Berlin - Noch vor einigen Wochen schien die Lage eindeutig: Privilegien für Geimpfte wird es vorerst nicht geben. Zu unklar sei die wissenschaftliche Lage, hieß es von Seiten der Bundesregierung Ende Dezember, auch drohe eine „Impfpflicht durch die Hintertür“, sollten sich geimpfte Menschen freier bewegen können als Nicht-Geimpfte.

Gegen einen sogenannten Immunitätsausweis hatte sich auch der Deutsche Ethikrat ausgesprochen. „Der aktuelle naturwissenschaftlich-medizinische Sachstand spricht nach Auffassung aller Ratsmitglieder dagegen, zum jetzigen Zeitpunkt die Einführung einer Immunitätsbescheinigung zu empfehlen“, heißt es in einer entsprechenden Stellungnahme. Das allerdings war im Frühherbst und eine Impfung zu diesem Zeitpunkt noch eine rein theoretische Angelegenheit. Ob eine entsprechende Bescheinigung mit dem Fortschritt der Impfungen doch sinnvoll sein könnte – darüber zeigten sich auch die Mitglieder des Ethikrats uneinig.

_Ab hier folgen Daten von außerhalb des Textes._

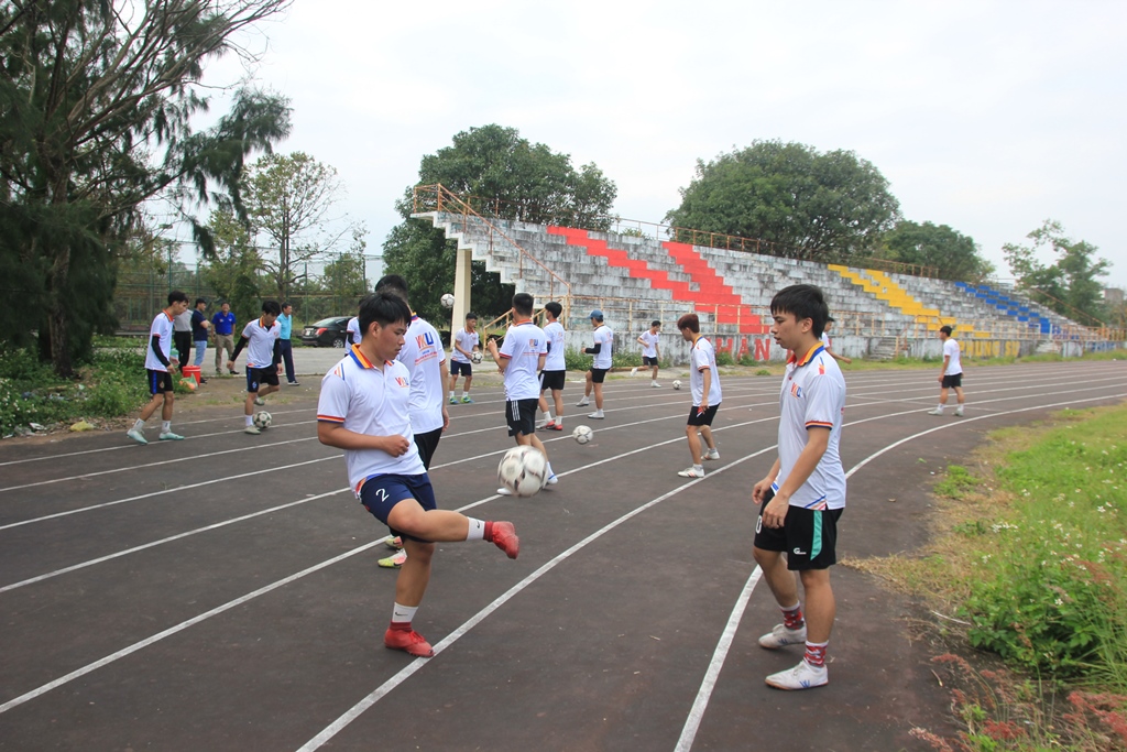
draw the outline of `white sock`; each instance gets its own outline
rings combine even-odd
[[[401,605],[396,603],[394,608],[391,609],[391,621],[406,621],[410,623],[415,619],[415,612],[419,610],[417,605]]]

An diesem Donnerstag nun treten Vertreter des Gremiums erneut vor die Öffentlichkeit, und es ist zu erwarten, dass sie eine überarbeitete Empfehlung präsentieren werden. Denn spätestens seit die Impfungen in Deutschland begonnen haben, werden die Forderungen lauter, den Menschen, die die Immunisierung hinter sich haben, mehr Freiheiten zu gewähren.

In einem ARD-Interview sprach sich Bundeskanzlerin Angela Merkel am Dienstagabend vorsichtig für eine Lockerung der Einschränkungen für Geimpfte aus: „Das Leben, in dem wir unsere Grundrechte wahrnehmen können, ist das normale Leben, da wollen wir wieder hin“, sagte die Kanzlerin. Solange aber nicht klar sei, ob geimpfte Personen weiterhin andere Menschen anstecken könnten, sei eine derzeitige Diskussion nicht sinnvoll. Merkel wählte dieses Mal bewusst nicht die Formulierung „Impf-Privilegien“. Das Wort hatte in der Vergangenheit vor allem in der Opposition für Unmut gesorgt.

Lockerung sind keine Privilegien, sondern der Normalzustand

„In der Diskussion über die Organisation der Impfungen und die Einschränkung von Freiheitsrechten erleben wir aktuell eine gefährliche Umkehr von Regel und Ausnahme“, sagte der innenpolitische Sprecher der FDP, Konstantin Kuhle, der Berliner Zeitung. „Bürgerrechte sind die Regel. Wer sie ausnahmsweise einschränken möchte, muss sich rechtfertigen und nicht, wer sie ausüben möchte.“ Deswegen seien Lockerungen für geimpfte Personen keine Privilegien, sondern die „Herstellung des Normalzustandes“. „Wenn in einer bestimmten Region viele Personen geimpft werden können und gleichzeitig das Infektionsgeschehen abnimmt, müssen auch Lockerungen der Corona-Maßnahmen erfolgen“, so Kuhle.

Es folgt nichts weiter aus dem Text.